Now here all good Barnett disciples will ask, "What means that word 'clearly'?"
> No arcane language that can only be intuited by scholars specializing in the history of secret societies or World War Two code breaking.
> No attempts at creating an algebra.
> No more listening to radio signals from outer space for inspiration on how to frame a concept in writing.
> Remembering that in Washington it all comes down to budget, which means learning to write one syllable dumbed-down abstracts that even a senator with no military experience can comprehend.
Thomas Barnett made an intelligent, bold move by taking his case straight to the public via Esquire magazine. Yet his thesis has gotten bogged down partly because of the arcane language and references attached to it. This has prevented people from a variety of fields from examining the model. And it has cut off whatever public support he might have gotten for his thesis, to the extent he articulated it in the Esquire article.
Once the groundwork is laid, then is the time to conjure a working hypothesis, in the form of a tentative model for how a holistic defense policy might look.

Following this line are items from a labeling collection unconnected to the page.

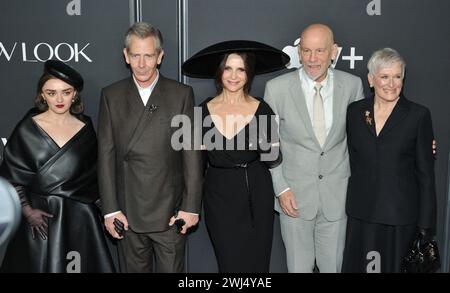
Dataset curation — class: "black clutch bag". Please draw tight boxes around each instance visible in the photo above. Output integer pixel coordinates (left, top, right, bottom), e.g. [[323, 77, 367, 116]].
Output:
[[401, 236, 441, 273]]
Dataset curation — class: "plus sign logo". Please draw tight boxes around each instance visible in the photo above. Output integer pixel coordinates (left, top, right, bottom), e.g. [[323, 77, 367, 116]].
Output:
[[366, 0, 381, 16], [66, 0, 81, 16], [283, 38, 364, 69]]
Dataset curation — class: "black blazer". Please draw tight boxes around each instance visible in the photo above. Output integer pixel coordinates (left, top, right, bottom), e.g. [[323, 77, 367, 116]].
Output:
[[346, 96, 436, 229], [98, 74, 203, 232]]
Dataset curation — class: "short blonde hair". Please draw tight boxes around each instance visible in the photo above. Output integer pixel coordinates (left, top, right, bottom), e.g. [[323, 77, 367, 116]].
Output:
[[367, 48, 406, 77]]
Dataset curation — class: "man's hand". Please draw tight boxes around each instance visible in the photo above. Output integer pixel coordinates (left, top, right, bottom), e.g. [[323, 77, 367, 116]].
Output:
[[105, 212, 128, 239], [278, 189, 300, 218], [169, 211, 198, 234]]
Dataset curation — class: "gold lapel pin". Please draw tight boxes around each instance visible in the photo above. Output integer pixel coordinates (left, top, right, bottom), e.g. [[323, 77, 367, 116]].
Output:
[[364, 111, 372, 126]]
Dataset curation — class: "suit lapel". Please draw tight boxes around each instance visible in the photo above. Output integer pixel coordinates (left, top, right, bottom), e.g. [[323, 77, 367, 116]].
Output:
[[378, 96, 409, 137], [289, 70, 320, 146], [126, 73, 164, 153]]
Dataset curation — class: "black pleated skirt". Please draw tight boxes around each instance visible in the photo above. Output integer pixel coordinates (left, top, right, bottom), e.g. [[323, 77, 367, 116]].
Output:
[[342, 216, 418, 273]]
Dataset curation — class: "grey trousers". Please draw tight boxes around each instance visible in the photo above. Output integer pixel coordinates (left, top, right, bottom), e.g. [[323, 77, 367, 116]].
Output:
[[280, 209, 347, 273], [118, 226, 186, 273]]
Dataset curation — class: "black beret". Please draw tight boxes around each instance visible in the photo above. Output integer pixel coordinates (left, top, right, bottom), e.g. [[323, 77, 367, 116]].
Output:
[[45, 60, 84, 92]]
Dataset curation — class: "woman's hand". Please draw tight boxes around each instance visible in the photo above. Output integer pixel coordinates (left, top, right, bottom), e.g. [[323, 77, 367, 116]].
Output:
[[22, 205, 53, 240]]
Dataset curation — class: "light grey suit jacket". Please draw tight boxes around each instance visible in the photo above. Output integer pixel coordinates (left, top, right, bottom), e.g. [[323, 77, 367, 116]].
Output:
[[264, 69, 364, 221]]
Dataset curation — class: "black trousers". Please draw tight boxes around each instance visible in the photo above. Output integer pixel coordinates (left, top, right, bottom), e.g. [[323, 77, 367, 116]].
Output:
[[118, 226, 186, 273]]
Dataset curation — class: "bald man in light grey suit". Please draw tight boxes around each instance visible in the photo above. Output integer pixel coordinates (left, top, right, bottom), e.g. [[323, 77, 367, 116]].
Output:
[[264, 24, 363, 273]]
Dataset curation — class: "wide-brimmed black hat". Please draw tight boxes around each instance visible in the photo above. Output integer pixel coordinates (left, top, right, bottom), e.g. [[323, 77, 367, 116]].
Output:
[[182, 40, 290, 78], [44, 60, 84, 92]]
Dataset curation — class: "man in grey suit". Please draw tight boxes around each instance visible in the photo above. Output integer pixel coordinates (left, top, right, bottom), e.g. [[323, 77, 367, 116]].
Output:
[[264, 24, 363, 273], [98, 23, 202, 272]]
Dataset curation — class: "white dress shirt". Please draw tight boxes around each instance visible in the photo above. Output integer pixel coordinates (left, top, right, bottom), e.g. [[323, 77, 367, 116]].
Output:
[[133, 70, 159, 106]]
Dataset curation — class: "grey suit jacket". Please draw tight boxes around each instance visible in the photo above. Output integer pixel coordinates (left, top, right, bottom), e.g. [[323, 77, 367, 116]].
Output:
[[264, 70, 363, 221], [98, 74, 202, 232]]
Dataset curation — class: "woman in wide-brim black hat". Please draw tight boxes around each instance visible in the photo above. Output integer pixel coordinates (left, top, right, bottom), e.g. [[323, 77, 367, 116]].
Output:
[[0, 60, 114, 273], [183, 41, 289, 273]]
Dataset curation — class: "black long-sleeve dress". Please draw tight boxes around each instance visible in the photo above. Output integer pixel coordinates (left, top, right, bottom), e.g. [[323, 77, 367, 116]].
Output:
[[342, 96, 436, 273], [202, 98, 281, 272], [0, 110, 114, 273]]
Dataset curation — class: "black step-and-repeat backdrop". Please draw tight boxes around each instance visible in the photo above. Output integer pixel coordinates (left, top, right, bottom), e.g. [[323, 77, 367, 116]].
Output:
[[0, 0, 450, 272]]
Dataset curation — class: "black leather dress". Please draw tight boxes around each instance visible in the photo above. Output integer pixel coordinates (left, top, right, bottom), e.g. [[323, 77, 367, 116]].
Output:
[[0, 110, 114, 272]]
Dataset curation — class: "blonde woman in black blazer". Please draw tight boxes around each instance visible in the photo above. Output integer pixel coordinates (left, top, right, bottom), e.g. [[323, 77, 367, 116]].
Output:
[[343, 48, 436, 273]]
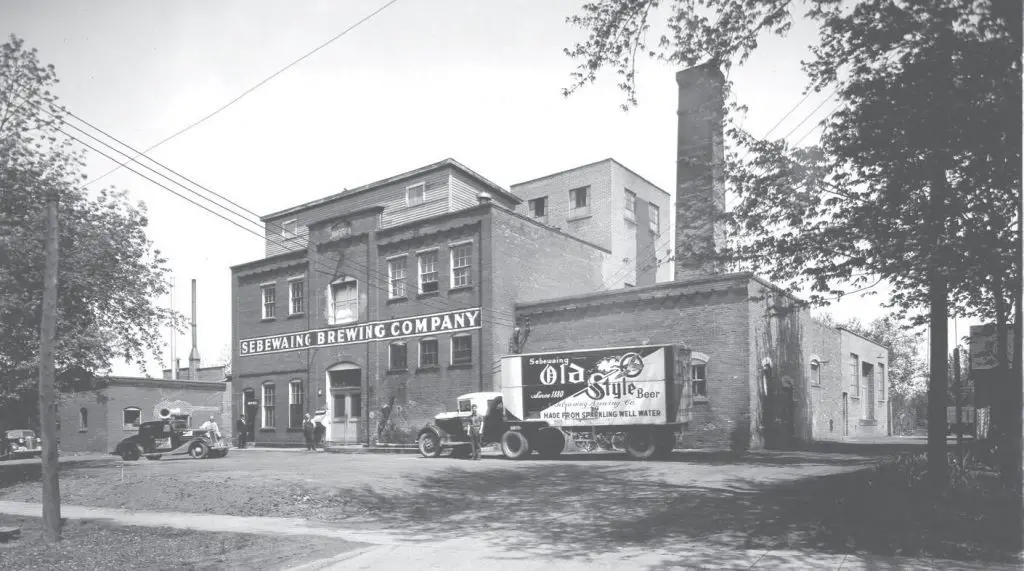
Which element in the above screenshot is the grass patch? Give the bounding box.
[0,516,360,571]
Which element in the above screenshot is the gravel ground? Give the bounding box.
[0,516,358,571]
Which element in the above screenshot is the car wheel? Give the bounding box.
[121,444,142,462]
[626,430,657,459]
[502,430,529,459]
[537,427,565,459]
[188,442,210,459]
[418,432,441,458]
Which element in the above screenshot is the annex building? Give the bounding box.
[231,67,889,447]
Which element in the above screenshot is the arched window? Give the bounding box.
[121,406,142,430]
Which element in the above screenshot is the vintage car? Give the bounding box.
[111,419,228,460]
[0,429,43,459]
[417,393,505,457]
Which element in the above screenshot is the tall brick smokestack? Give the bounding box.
[676,62,725,279]
[188,278,200,381]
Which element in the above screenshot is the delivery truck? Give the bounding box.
[418,345,691,459]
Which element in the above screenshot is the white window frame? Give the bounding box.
[387,341,409,370]
[526,195,548,218]
[121,406,142,431]
[449,239,475,290]
[259,281,278,319]
[850,353,860,398]
[327,275,361,325]
[281,218,299,239]
[288,275,306,315]
[416,248,441,295]
[449,334,473,365]
[569,186,590,212]
[406,182,427,207]
[417,337,441,368]
[259,383,278,428]
[387,254,409,300]
[288,379,306,428]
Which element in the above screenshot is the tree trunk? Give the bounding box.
[39,196,60,541]
[928,276,949,490]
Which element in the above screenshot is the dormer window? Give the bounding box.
[406,182,427,206]
[331,220,352,239]
[281,220,299,238]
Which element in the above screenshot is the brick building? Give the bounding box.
[231,61,888,447]
[231,160,610,445]
[57,376,231,453]
[511,159,672,290]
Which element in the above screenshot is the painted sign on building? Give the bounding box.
[239,307,480,357]
[502,347,668,427]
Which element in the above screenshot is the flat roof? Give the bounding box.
[260,159,522,222]
[512,157,672,199]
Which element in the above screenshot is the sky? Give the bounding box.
[0,0,964,376]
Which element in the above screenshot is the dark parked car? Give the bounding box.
[111,419,227,460]
[0,429,43,458]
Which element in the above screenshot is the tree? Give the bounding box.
[0,36,184,426]
[566,0,1021,493]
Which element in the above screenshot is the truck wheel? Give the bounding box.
[121,444,142,462]
[418,432,441,458]
[626,430,657,459]
[502,430,529,459]
[188,442,210,459]
[537,427,565,458]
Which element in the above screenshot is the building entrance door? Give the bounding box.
[326,363,362,444]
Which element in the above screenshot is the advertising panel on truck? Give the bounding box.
[502,346,671,428]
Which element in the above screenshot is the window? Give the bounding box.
[331,279,359,323]
[419,250,437,294]
[850,353,860,397]
[387,343,409,370]
[281,220,299,238]
[452,244,473,288]
[331,220,352,239]
[420,339,437,367]
[387,256,406,299]
[288,279,305,315]
[452,335,473,364]
[690,363,708,399]
[121,406,142,430]
[879,363,886,402]
[406,182,427,206]
[529,196,548,218]
[262,385,274,428]
[288,379,306,428]
[569,186,590,210]
[261,284,275,319]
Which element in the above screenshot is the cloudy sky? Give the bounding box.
[0,0,946,375]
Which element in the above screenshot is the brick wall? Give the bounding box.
[519,275,751,448]
[484,208,608,390]
[58,378,231,453]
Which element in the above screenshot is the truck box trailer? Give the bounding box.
[418,345,691,459]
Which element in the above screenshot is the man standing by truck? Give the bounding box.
[469,404,483,459]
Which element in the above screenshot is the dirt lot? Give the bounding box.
[0,516,364,571]
[0,450,1015,564]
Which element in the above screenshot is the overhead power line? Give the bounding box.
[85,0,398,186]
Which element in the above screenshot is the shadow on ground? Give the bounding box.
[323,454,1021,568]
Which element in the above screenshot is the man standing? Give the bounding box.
[199,416,220,444]
[469,404,483,459]
[302,412,315,450]
[234,414,249,448]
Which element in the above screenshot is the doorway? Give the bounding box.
[325,363,362,444]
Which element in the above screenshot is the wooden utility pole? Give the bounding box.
[39,194,60,541]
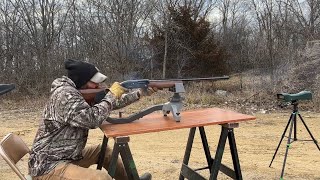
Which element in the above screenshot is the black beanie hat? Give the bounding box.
[64,59,98,89]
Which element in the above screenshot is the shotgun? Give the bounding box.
[80,76,229,105]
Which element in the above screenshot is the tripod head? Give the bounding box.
[277,91,312,107]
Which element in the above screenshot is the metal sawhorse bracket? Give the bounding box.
[179,123,242,180]
[97,136,139,180]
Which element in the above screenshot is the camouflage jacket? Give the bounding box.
[28,76,139,176]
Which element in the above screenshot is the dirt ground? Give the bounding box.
[0,106,320,180]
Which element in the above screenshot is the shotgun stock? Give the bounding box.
[80,76,229,105]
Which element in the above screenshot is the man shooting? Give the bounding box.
[29,59,154,180]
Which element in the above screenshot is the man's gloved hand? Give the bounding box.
[109,82,127,99]
[139,87,158,97]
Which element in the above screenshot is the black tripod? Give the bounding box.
[269,100,320,179]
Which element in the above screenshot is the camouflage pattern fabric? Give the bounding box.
[28,76,139,176]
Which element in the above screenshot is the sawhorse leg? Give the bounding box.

In one sentence, Barnett's current model divides the world into countries in various stages of integration with the WTO-democratic paradigm -- the Core countries representing the most integrated. Yet this paradigm is highly illusory, even mythic, in key aspects. Here are but a few examples to explain the mythic aspect:
> The United States is the biggest transit area for transnational organized crime syndicates, with the European Union coming in around second. Why? Open borders; a great deal of freedom; EU integration making checkpoints, different passports, etc. unnecessary across a large body of land, and so on.
As to how much foreign exchange from crime related industries is washed through the EU and the US, and how much the respective banking systems depend on it -- what we know for certain is "a great deal."
> The governing party in France is so corrupt that as soon as Jacques Chirac leaves office he most probably will face criminal charges.
> England does not have a free press -- any publication deemed an affront to the British royal family can be censored by the government. Those Americans who think Britons can get around the law by importing censored publications are unaware that Britain does not provide anywhere near the protection of free speech that is found in the USA.
Britain is known as the "libel capital of the world." Even foreign authors whose books are ordered over the Internet for reading by the British are a target for a libel suit launched in Britain. A recent suit brought against Rachel Enrenfeld for examining a connection between terror funding and a Saudi national underscores Britain's affront to the US First Amendment. Dr. Enrhenfeld was sued in Britain (and the case found in favor of the plaintiff) because less than 30 copies of the book in question were ordered on the Internet for reading in Britain.
That's enough examples to get across that Barnett's idea of "Core" countries rests on shaky criteria, if one is trying to identify nations that make up the 'least threat' to the USA and each other.
I would consider Britain's approach to dealing with Arafat and Tehran, and terrorists in general, to be a considerable security threat to the US. As I would consider the post-invasion conduct of the British military in southern Iraq, which saw the British insisting that anyone coming across the border from Iran should not be challenged.
The Israeli military was so upset with the situation -- and with the US military for going along with it -- that at one point they said to hell with it, might as well break up the country because it's now overrun with terrorists. The Iraqi Governing Council was equally upset with the situation.
For that reason and many others that have come to light during the past decade, Washington, and evidentially Dr. Barnett, are still in the grip of the "He Ain't Heavy He's My Ally" school of defense thinking. Or what Pundita calls the Thelma and Louise school.
In summary, Barnett's model needs considerable refinement -- as in going back to the drawing board and starting over again. Yet to repeat, the thinking that led to the model is on the right track.